Abstract 204: Engineered Heart Tissue - A Novel Tool for Studying the Acute Ischemia Induced Changes in-vitro
Objective: Understanding the basic mechanisms and prevention of any disease pattern lies mainly on development of a successful experimental model. Recently, engineered heart tissue (EHT) has been demonstrated to be a useful tool in experimental transplantation. Here we demonstrate a novel function for the spontaneously contracting EHT as an experimental model in studying the acute ischemia induced changes in-vitro.
Method: EHT was constructed by mixing cardiomyocytes isolated from the neonatal rats with collagen and matrigel, and cultured in a ring shaped scaffold for 5 days. This was followed by mechanical stretching of the EHT for another 1 week under incubation. Fully developed EHT were subjected to hypoxia with 1% O2 for 6hrs after treating them with cell protective agents such as cyclosporine A (CsA) and acetylcholine (ACh).
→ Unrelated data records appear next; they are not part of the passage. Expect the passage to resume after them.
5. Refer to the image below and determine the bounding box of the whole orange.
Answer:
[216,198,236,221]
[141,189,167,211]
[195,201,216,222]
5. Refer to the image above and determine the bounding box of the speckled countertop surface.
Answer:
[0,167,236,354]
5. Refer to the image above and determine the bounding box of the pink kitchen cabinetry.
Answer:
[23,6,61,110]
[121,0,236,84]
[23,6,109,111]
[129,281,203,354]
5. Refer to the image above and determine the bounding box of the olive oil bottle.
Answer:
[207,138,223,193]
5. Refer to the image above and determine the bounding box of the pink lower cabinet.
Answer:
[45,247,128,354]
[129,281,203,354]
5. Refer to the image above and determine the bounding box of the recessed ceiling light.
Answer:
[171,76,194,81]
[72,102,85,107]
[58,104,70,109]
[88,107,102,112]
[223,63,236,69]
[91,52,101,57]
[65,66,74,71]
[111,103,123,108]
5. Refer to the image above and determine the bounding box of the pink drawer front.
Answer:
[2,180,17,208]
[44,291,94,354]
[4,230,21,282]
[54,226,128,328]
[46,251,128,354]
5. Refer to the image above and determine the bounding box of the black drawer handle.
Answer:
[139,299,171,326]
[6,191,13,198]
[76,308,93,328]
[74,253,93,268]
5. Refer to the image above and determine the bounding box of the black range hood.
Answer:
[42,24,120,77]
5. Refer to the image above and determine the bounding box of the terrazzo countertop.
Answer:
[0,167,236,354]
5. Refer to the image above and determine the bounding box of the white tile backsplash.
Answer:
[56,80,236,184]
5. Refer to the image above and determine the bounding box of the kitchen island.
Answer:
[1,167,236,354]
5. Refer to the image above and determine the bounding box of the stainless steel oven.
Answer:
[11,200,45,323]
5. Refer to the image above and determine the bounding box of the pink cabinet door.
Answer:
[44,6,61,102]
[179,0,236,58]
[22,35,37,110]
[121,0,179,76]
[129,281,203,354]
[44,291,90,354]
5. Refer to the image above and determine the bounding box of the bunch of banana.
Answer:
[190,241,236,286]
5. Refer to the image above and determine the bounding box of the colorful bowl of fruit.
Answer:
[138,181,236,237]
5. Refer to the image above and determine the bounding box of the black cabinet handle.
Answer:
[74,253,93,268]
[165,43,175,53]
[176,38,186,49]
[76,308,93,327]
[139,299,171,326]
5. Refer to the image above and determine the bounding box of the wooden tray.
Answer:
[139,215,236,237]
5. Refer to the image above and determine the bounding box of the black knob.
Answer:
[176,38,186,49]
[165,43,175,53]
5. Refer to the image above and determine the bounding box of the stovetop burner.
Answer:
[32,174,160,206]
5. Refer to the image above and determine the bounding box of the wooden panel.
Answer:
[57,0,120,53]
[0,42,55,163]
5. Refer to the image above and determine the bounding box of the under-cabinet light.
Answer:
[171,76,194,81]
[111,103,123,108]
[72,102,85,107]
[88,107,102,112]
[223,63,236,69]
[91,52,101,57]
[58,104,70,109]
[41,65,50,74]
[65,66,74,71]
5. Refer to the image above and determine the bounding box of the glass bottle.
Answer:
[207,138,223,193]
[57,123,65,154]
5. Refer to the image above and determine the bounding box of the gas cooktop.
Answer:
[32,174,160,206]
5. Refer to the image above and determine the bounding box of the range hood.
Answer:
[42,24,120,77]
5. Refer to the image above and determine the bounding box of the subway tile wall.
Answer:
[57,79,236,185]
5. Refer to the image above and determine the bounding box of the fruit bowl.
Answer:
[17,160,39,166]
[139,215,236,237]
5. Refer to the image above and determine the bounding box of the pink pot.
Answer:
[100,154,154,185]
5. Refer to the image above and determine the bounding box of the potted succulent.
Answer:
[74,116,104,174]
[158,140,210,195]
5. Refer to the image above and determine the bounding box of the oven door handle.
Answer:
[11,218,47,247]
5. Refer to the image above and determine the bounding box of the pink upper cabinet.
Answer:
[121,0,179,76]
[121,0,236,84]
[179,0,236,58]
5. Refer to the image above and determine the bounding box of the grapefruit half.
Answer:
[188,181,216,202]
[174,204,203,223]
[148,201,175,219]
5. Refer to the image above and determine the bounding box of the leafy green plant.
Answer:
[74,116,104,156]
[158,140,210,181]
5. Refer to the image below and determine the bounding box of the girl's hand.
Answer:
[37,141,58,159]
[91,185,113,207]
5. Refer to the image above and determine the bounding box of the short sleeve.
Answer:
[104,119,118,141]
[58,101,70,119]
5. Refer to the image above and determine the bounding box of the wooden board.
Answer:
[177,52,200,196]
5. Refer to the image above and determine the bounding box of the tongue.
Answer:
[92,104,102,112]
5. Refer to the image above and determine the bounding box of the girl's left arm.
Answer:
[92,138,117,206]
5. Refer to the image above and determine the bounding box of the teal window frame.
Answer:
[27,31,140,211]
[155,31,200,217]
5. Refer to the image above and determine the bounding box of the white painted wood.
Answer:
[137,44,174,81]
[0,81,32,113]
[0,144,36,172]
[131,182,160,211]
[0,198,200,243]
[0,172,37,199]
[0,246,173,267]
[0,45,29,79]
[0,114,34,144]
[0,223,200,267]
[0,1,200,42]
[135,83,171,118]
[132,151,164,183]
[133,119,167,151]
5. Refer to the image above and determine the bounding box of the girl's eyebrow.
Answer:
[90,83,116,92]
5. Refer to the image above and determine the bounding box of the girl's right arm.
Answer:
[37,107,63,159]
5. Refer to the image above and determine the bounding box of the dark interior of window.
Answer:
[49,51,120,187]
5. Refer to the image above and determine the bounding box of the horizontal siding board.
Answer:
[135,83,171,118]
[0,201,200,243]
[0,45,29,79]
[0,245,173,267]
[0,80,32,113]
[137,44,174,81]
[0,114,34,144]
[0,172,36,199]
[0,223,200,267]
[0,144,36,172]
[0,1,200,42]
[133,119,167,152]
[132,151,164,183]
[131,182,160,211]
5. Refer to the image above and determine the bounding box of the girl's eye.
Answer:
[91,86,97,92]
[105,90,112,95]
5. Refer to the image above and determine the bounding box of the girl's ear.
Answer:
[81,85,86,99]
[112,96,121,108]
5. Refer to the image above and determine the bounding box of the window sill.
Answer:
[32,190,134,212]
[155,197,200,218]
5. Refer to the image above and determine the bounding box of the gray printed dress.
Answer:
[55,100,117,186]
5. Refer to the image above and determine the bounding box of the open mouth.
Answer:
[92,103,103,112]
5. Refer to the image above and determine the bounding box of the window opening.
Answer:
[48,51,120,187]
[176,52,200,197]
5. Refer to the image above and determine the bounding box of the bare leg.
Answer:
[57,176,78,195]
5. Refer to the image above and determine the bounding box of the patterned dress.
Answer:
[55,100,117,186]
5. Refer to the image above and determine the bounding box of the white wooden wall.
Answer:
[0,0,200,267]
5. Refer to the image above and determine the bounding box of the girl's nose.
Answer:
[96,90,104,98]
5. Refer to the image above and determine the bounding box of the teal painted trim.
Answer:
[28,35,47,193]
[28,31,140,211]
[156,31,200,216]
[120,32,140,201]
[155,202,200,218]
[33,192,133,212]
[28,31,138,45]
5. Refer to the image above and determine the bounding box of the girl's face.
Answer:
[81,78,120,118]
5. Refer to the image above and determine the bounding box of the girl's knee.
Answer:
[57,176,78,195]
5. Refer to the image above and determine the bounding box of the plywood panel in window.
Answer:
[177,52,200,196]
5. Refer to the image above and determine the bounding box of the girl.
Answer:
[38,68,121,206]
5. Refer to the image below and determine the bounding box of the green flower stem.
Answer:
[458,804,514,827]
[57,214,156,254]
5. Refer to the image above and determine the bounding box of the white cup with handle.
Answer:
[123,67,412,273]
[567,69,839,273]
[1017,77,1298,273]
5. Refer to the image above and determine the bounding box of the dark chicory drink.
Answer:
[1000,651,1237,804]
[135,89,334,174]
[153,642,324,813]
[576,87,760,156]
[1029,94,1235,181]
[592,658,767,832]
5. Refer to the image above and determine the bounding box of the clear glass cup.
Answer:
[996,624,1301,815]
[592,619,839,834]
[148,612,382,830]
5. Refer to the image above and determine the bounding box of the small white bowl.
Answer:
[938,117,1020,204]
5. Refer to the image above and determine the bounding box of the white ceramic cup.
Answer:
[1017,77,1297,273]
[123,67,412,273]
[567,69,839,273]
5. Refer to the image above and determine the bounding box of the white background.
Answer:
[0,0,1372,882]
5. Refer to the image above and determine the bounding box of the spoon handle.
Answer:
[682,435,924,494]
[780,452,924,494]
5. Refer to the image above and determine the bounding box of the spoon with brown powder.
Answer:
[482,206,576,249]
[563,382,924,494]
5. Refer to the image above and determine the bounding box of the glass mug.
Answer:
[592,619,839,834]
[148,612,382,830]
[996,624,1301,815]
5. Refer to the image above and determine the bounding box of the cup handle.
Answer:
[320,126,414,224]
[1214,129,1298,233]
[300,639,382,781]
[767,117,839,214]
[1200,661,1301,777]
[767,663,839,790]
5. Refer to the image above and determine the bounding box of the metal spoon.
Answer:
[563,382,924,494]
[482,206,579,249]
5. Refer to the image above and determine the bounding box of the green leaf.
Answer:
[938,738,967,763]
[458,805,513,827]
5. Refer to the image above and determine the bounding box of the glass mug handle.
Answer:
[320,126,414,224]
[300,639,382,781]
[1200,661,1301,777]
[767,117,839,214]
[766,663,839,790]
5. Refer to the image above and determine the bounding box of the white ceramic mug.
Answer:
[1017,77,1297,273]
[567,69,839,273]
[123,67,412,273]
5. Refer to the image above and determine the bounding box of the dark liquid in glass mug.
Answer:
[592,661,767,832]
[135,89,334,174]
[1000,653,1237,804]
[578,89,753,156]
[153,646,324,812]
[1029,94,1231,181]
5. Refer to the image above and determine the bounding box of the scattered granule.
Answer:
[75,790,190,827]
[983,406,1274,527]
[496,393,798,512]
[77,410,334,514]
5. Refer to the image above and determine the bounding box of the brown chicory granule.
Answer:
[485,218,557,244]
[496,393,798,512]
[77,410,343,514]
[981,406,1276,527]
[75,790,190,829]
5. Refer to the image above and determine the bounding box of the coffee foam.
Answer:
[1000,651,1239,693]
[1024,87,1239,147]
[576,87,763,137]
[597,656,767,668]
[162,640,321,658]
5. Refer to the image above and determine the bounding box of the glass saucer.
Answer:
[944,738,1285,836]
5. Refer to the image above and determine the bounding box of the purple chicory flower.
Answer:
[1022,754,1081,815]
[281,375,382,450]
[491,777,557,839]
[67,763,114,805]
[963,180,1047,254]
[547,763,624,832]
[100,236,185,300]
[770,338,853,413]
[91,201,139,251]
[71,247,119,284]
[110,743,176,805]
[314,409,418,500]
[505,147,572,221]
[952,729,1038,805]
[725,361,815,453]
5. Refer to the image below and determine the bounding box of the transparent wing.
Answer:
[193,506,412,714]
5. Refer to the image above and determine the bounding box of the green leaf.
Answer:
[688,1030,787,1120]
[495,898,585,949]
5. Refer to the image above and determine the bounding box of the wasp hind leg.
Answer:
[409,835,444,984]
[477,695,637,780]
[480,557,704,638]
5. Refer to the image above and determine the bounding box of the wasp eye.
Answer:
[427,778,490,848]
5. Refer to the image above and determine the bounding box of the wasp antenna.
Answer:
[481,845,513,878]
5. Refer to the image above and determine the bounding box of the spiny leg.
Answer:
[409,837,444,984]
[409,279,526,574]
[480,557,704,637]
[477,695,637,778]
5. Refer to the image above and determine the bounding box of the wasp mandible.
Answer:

Results: During culture EHT started to show spontaneous contractions that became more synchronous following mechanical stretching. This was confirmed by the increased expression of gap junctional protein connexin 43 and improved action potential recordings using an optical mapping system (Figure 1⇓⇓) after mechanical stretching. When subjected to hypoxic insult, EHT demonstrated loss of connexin 43 and degradation of cell survival Akt and antiapoptotic protein BCl-2 (p<0.05 versus normal) (Figure 2⇓), similar to that of an adult myocardium. In contrast, treating the EHT with CsA or ACh prevented this degradation.
Conclusion: Under hypoxic conditions, EHT responds similar to the adult myocardium, thus making them a promising material for the study of cardiac functions in-vitro.